Opinion polls [in Germany] predict an average support rate for the Pirate Party hovering around the 10-12% range, making their victorious appearance in the German national elections almost a certainty.  The importance of this can hardly be overrated. If the Pirates are needed to form a national coalition government, which is likely, Germany would no longer be a player in imposing further IP restrictions on behest of the U.S. conglomerates, and would equally certainly start dismantling already existing restrictions to a substantial degree. With dominant Germany out of the game, and Eastern European states already mostly opposed to further IP repression, this also means the end of any EU support for international IP strengthening. In other words, a victory of the German Pirate Party is actually a global victory for the forces favoring information commons.

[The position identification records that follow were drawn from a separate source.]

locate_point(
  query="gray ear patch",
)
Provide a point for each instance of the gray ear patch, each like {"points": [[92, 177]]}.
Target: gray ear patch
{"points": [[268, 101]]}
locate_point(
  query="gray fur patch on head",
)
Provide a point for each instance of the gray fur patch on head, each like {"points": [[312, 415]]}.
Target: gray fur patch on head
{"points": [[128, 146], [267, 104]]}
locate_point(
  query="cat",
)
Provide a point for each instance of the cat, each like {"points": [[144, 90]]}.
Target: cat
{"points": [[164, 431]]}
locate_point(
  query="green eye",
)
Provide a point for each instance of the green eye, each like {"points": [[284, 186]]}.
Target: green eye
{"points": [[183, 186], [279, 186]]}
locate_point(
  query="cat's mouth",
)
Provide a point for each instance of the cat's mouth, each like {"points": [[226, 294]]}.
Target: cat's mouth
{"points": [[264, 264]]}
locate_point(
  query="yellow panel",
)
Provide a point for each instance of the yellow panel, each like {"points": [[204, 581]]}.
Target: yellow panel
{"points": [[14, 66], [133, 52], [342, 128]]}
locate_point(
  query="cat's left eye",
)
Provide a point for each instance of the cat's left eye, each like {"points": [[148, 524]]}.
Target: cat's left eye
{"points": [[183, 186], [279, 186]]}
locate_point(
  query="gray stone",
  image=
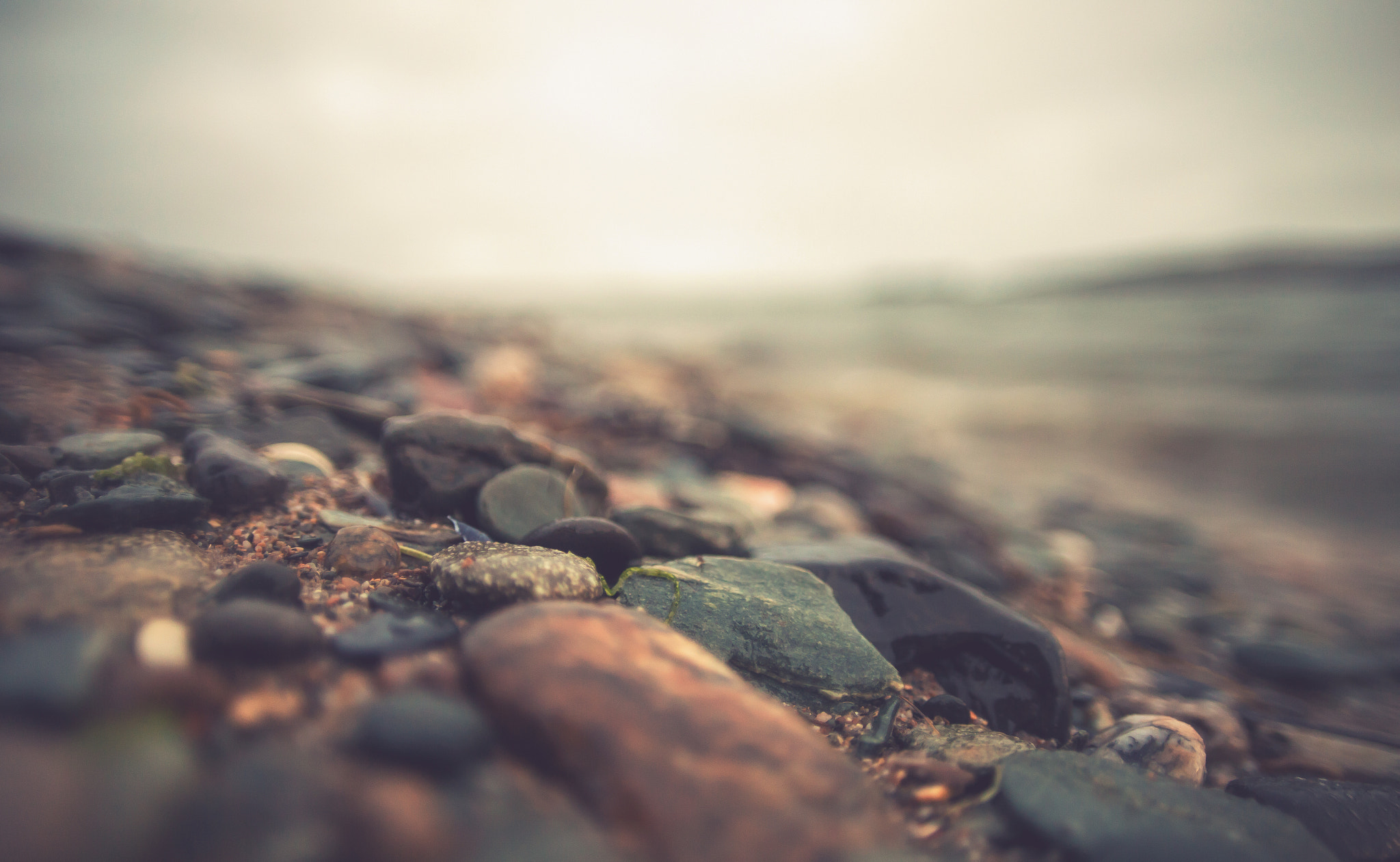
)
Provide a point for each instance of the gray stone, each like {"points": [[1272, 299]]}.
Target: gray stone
{"points": [[1106, 812], [777, 625]]}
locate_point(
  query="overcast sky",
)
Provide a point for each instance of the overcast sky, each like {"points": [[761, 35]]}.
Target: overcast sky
{"points": [[674, 143]]}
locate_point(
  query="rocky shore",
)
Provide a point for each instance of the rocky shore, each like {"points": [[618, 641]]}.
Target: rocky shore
{"points": [[288, 578]]}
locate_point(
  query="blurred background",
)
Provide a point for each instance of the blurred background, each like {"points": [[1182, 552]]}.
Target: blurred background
{"points": [[1139, 251]]}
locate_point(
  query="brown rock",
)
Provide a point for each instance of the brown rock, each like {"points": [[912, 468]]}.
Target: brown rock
{"points": [[667, 745], [363, 552]]}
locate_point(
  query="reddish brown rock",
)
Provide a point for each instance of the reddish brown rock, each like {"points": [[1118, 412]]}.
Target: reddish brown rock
{"points": [[671, 749]]}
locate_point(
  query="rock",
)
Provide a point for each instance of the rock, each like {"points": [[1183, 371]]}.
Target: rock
{"points": [[668, 748], [609, 546], [1098, 811], [671, 535], [1358, 822], [1157, 744], [1003, 665], [485, 576], [113, 580], [254, 632], [515, 501], [262, 580], [425, 732], [439, 461], [49, 675], [776, 625], [101, 450], [363, 553], [231, 474]]}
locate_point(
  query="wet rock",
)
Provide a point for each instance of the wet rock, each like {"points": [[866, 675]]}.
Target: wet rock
{"points": [[671, 535], [254, 632], [483, 576], [101, 450], [439, 461], [609, 546], [112, 580], [1105, 812], [262, 580], [1003, 665], [363, 552], [231, 474], [430, 733], [1358, 822], [776, 625], [1155, 744], [673, 751], [526, 497]]}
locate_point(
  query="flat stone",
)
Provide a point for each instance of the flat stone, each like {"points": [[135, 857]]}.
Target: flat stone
{"points": [[1106, 812], [101, 450], [671, 535], [111, 580], [1358, 822], [1006, 666], [669, 748], [485, 576], [776, 625]]}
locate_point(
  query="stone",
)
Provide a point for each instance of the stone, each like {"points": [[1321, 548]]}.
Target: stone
{"points": [[1157, 744], [439, 462], [430, 733], [669, 748], [485, 576], [109, 580], [776, 625], [101, 450], [262, 580], [610, 548], [515, 501], [1098, 811], [255, 633], [671, 535], [363, 553], [1006, 666], [1358, 822]]}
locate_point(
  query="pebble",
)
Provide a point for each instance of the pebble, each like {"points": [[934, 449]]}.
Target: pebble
{"points": [[671, 535], [1006, 666], [231, 474], [434, 735], [668, 746], [1358, 822], [485, 576], [776, 625], [1155, 744], [254, 632], [101, 450], [526, 497], [363, 553], [262, 580]]}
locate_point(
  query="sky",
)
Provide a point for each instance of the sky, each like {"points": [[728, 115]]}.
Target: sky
{"points": [[577, 146]]}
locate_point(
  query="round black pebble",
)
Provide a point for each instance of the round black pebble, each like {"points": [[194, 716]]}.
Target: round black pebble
{"points": [[272, 581], [947, 707], [426, 732], [609, 546], [254, 632]]}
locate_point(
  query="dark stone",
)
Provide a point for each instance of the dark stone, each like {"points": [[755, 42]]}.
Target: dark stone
{"points": [[425, 732], [1358, 822], [254, 632], [1098, 811], [609, 546], [262, 580], [231, 474], [1006, 666], [671, 535]]}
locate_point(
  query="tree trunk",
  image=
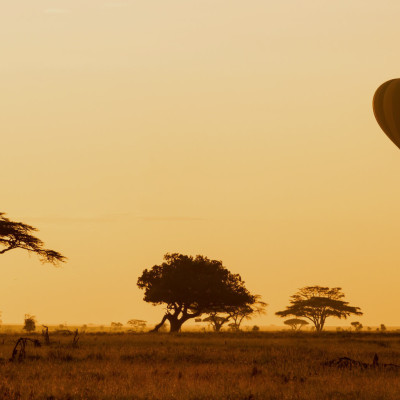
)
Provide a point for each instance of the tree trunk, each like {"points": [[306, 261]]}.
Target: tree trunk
{"points": [[175, 324], [158, 326]]}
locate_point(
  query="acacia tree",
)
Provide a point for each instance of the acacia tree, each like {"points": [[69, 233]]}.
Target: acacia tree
{"points": [[295, 323], [317, 303], [190, 287], [17, 235]]}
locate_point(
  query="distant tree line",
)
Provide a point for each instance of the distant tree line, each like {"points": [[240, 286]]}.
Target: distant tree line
{"points": [[192, 286]]}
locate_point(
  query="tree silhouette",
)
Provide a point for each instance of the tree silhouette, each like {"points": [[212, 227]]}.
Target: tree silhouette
{"points": [[29, 323], [216, 321], [295, 323], [17, 235], [192, 286], [317, 303]]}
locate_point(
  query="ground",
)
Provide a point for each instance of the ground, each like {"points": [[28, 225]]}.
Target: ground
{"points": [[199, 366]]}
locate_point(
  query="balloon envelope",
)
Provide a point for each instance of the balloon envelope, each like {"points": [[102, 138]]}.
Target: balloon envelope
{"points": [[386, 105]]}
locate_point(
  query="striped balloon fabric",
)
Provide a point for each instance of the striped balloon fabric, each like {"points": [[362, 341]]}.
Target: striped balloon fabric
{"points": [[386, 105]]}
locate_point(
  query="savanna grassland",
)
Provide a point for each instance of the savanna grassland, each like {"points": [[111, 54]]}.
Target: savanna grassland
{"points": [[201, 366]]}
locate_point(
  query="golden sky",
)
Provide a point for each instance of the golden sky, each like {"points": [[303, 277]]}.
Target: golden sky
{"points": [[242, 131]]}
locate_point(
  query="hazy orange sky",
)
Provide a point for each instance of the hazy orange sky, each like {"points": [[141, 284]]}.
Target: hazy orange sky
{"points": [[242, 131]]}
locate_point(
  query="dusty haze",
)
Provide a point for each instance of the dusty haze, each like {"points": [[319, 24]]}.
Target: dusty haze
{"points": [[242, 131]]}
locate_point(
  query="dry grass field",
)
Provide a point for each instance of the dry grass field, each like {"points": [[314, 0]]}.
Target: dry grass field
{"points": [[202, 366]]}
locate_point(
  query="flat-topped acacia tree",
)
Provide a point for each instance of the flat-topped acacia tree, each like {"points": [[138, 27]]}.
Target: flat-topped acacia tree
{"points": [[317, 303], [190, 286], [17, 235]]}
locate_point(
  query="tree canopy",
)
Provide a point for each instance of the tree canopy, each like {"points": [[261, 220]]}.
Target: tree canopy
{"points": [[190, 286], [17, 235], [317, 303]]}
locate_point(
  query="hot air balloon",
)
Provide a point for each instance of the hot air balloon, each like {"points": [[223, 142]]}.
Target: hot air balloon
{"points": [[386, 105]]}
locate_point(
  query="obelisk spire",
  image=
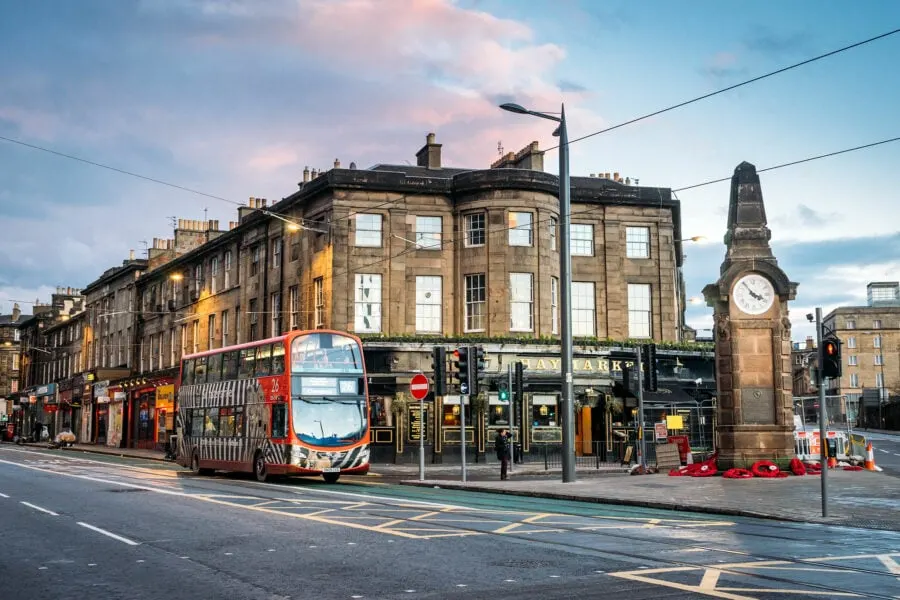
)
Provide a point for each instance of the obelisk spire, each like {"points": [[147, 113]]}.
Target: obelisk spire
{"points": [[748, 233]]}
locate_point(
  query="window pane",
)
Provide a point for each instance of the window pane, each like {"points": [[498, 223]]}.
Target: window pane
{"points": [[367, 303], [553, 225], [230, 362], [187, 372], [520, 229], [214, 368], [637, 242], [211, 422], [279, 420], [476, 301], [582, 240], [368, 230], [639, 310], [263, 360], [428, 233], [226, 421], [277, 359], [475, 229], [200, 370], [248, 363], [521, 299], [428, 304], [554, 305], [583, 309]]}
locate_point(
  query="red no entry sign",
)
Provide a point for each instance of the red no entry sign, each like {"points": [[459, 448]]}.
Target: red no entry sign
{"points": [[418, 386]]}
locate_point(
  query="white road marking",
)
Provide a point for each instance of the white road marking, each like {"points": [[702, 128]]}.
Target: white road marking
{"points": [[109, 534], [358, 495], [35, 507]]}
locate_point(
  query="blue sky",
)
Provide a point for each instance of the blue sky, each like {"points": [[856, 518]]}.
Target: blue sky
{"points": [[235, 97]]}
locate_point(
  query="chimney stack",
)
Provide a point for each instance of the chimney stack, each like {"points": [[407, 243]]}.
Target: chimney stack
{"points": [[430, 154]]}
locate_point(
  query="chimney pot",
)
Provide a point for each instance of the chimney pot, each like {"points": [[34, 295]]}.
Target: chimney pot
{"points": [[429, 155]]}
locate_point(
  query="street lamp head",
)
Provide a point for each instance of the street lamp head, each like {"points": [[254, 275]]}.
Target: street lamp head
{"points": [[516, 108]]}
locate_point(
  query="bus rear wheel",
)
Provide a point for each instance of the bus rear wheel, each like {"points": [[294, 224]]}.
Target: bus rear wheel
{"points": [[259, 468], [195, 466]]}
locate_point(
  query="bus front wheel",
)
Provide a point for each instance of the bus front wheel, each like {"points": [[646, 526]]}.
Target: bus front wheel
{"points": [[259, 467]]}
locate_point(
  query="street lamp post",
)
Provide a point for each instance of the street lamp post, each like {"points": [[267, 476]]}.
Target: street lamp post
{"points": [[565, 276]]}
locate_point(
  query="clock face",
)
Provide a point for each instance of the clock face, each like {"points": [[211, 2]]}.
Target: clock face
{"points": [[753, 294]]}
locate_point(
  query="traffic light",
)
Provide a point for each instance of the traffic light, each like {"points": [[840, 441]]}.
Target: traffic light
{"points": [[648, 365], [439, 367], [831, 357], [519, 382], [478, 365], [463, 368]]}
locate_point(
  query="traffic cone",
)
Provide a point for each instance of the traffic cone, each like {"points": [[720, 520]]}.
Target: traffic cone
{"points": [[870, 458]]}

This political scenario presumes, however, that a cultural re-alignment can be pulled off. As Bauwens notes, “The Greens are the party of the older knowledge workers, relatively well off professionals, while the Pirates attract the precarious youth who are now the majority of the new cohort of knowledge workers.”  The Greens, once a disruptive force in parliamentary politics, have more or less made their peace with it and even with the Market/State agenda.  The Pirates have a far greater sense of urgency and impatience, and a greater commitment to fundamental, systemic change. 

That said, many elements within the Greens have shown a keen interest in the commons in all its forms, and would be a natural ally of the Pirates.  If labor, social justice movements and liberal/progressives were to forge a coherent coalition with the Pirates and Greens, they could achieve a powerful working majority for a very different agenda.

The beauty of this scenario is that it doesn’t take all that a huge electoral showing to have a disruptive if not transformational impact.  If the Pirates can make a significant enough showing – say, 10-15% of the vote – they demonstrate a clear, plausible alternative to politics as usual and begin to attract new voters to vote and pick off existing voters who had voted for other parties because they felt they had no other choice.  The rise of a viable alternative is itself catalytic because it gives voice to subterranean cultural convictions that have been ignored or suppressed by the major political parties, who are more focused on their parliamentary peers than the public.   

The Pirate Party’s reassertion of the cultural, in other words, has enormous potential for tipping the political scales in a new direction, much as the Occupy encampments changed the American political conversation far more than effectively traditional advocacy groups could.    

A realignment of hidebound political agendas with contemporary cultural sensibilities is long overdue.  It happens every generation.  The tectonic plates of 20th century political culture — slow-moving centralized institutions dominated by “experts” and political elites controlling geographic territories — are in profound tension with the networked culture of the 21st century — rapid, distributed empowerment and bottom-up innovation on a global scale. 

Now that the latter is starting to become political in ways that matter – legislation and elections – the tremors of a coming earthquake can be felt.  A similar warning temblor earlier this year was the Internet-driven defeat of Hollywood’s SOPA/PIPA copyright-maximalist legislation in the US Congress.

The problems of the world are too urgent for people to put up with a kabuki democracy, an empty, ritualized formalism that ignores substance.  Too many real problems need urgent attention.  The Pirates deserve credit for throwing open the windows and helping to launch a new conversation and political realignment.